Olio, salamoia, acqua e salse aromatizzate sono i mezzi di conservazione più comuni per il pesce in scatola, alcuni dei quali possono avere un alto contenuto di sodio, osserva Wareham. “Cercate di optare per una varietà a basso contenuto di sodio e scegliete il pesce sott’olio d’oliva: è l’opzione più salutare per il cuore e con proprietà antinfiammatorie”.

Come integrare il pesce in scatola nella dieta
Il modo più semplice per consumare il pesce in scatola è su un toast, intero o schiacciato e condito con sale e pepe. “Se vi piace mangiare un toast all’avocado a colazione, aggiungeteci sopra delle sardine”, consiglia Haerter.

In estate, è facile rendere il pesce in scatola il protagonista delle insalate, aggiunge Wareham. “Un’insalata di tonno in stile asiatico è uno dei miei modi preferiti per mangiarlo, con maionese, sriracha, riso, avocado e fogli di nori. 
Si può anche prepararla alla nizzarda con patate, fagiolini, uova sode e olive, e si può usare l’olio d’oliva della scatoletta per preparare una vinaigrette alla francese”. Le acciughe possono essere tritate e aggiunte ai condimenti per insalata o alle salse e servite con pasta o cereali come il couscous o il bulgur.

Fate attenzione a non surriscaldare il pesce in scatola.
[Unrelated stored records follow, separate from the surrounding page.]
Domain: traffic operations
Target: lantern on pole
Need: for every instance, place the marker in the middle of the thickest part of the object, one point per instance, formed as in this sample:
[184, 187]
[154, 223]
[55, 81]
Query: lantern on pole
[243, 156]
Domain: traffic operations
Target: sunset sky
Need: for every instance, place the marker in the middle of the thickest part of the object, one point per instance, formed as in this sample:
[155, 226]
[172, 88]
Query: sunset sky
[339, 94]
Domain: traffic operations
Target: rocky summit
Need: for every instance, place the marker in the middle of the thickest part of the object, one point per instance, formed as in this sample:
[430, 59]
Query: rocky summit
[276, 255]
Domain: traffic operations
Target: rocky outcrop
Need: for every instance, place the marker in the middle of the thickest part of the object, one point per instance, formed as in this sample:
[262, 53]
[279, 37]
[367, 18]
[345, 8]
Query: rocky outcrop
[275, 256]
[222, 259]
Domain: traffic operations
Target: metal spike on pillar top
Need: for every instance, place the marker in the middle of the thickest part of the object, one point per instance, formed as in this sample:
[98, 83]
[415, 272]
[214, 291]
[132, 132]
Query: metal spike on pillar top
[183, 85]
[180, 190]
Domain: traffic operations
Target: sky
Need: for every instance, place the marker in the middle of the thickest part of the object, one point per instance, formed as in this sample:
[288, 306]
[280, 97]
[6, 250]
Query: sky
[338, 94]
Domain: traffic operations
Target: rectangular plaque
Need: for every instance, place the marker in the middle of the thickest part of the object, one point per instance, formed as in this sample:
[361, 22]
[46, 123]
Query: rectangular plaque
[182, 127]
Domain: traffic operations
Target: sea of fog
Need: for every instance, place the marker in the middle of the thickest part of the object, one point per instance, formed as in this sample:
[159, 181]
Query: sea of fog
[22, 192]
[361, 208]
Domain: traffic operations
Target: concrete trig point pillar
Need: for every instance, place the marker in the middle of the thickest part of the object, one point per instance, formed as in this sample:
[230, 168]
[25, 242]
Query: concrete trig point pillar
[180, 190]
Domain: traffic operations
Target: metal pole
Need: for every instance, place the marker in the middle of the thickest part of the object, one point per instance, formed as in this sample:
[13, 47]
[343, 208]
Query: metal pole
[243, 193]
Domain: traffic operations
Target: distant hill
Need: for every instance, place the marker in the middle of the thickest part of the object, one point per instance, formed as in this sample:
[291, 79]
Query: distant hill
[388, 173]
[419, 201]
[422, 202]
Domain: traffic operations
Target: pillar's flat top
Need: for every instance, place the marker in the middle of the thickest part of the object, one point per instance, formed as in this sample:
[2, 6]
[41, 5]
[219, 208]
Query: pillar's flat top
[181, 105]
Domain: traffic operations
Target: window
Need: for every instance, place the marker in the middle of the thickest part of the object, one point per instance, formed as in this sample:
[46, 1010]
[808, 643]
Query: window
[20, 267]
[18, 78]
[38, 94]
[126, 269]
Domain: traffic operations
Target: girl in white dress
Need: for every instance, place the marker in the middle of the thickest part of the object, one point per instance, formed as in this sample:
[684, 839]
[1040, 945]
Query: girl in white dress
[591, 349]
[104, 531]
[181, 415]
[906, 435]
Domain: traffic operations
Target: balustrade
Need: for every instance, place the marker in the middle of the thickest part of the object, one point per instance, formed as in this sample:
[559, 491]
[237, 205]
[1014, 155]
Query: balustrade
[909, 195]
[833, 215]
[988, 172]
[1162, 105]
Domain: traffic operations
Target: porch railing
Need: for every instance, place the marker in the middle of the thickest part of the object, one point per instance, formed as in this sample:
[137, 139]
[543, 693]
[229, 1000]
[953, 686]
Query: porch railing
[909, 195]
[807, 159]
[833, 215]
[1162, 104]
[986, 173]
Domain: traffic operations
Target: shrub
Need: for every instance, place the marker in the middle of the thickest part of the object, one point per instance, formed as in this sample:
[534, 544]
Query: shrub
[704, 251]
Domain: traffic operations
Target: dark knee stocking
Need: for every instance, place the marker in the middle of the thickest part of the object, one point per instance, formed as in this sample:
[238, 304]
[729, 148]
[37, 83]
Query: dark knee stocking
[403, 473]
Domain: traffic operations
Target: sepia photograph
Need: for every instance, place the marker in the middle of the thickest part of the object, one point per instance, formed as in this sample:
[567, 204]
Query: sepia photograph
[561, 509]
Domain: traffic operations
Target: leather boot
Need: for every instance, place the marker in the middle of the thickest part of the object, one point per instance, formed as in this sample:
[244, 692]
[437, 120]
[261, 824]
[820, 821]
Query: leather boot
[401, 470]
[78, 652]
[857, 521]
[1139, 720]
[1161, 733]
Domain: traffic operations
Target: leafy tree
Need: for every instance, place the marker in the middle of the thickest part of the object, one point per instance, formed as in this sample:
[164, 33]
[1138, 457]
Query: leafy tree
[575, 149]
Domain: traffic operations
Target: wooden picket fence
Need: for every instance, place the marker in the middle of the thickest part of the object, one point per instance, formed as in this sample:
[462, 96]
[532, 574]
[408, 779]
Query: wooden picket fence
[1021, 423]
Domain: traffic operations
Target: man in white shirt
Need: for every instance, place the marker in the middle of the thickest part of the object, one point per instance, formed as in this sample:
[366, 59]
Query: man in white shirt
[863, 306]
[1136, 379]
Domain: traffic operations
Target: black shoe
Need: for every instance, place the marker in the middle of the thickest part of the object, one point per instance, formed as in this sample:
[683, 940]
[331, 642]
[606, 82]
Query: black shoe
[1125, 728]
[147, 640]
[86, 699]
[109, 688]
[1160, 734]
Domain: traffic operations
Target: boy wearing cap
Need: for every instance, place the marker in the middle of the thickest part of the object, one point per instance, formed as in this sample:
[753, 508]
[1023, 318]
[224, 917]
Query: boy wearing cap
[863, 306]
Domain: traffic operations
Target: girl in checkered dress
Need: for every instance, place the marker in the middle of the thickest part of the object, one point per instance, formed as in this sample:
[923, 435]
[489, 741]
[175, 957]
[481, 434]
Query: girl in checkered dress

Sebbene il loro contenuto di proteine, minerali e vitamine sia relativamente stabile, poiché sono già stati cotti durante il processo di inscatolamento, se gli omega-3 vengono sottoposti a temperature elevate, le sostanze nutritive possono degradarsi.

Gran parte della ricerca sugli omega-3 si basa su integratori di olio di pesci e, sebbene queste capsule da assumere quotidianamente possano essere comode, mangiare pesce in scatola è più benefico. 
“Di solito raccomando un approccio che privilegi il cibo, ove possibile”, afferma Wareham. “Quando si mangia il pesce nella sua forma intera, si assumono tutte le proteine, che sono la parte più saziante, e i micronutrienti presenti nelle lische”.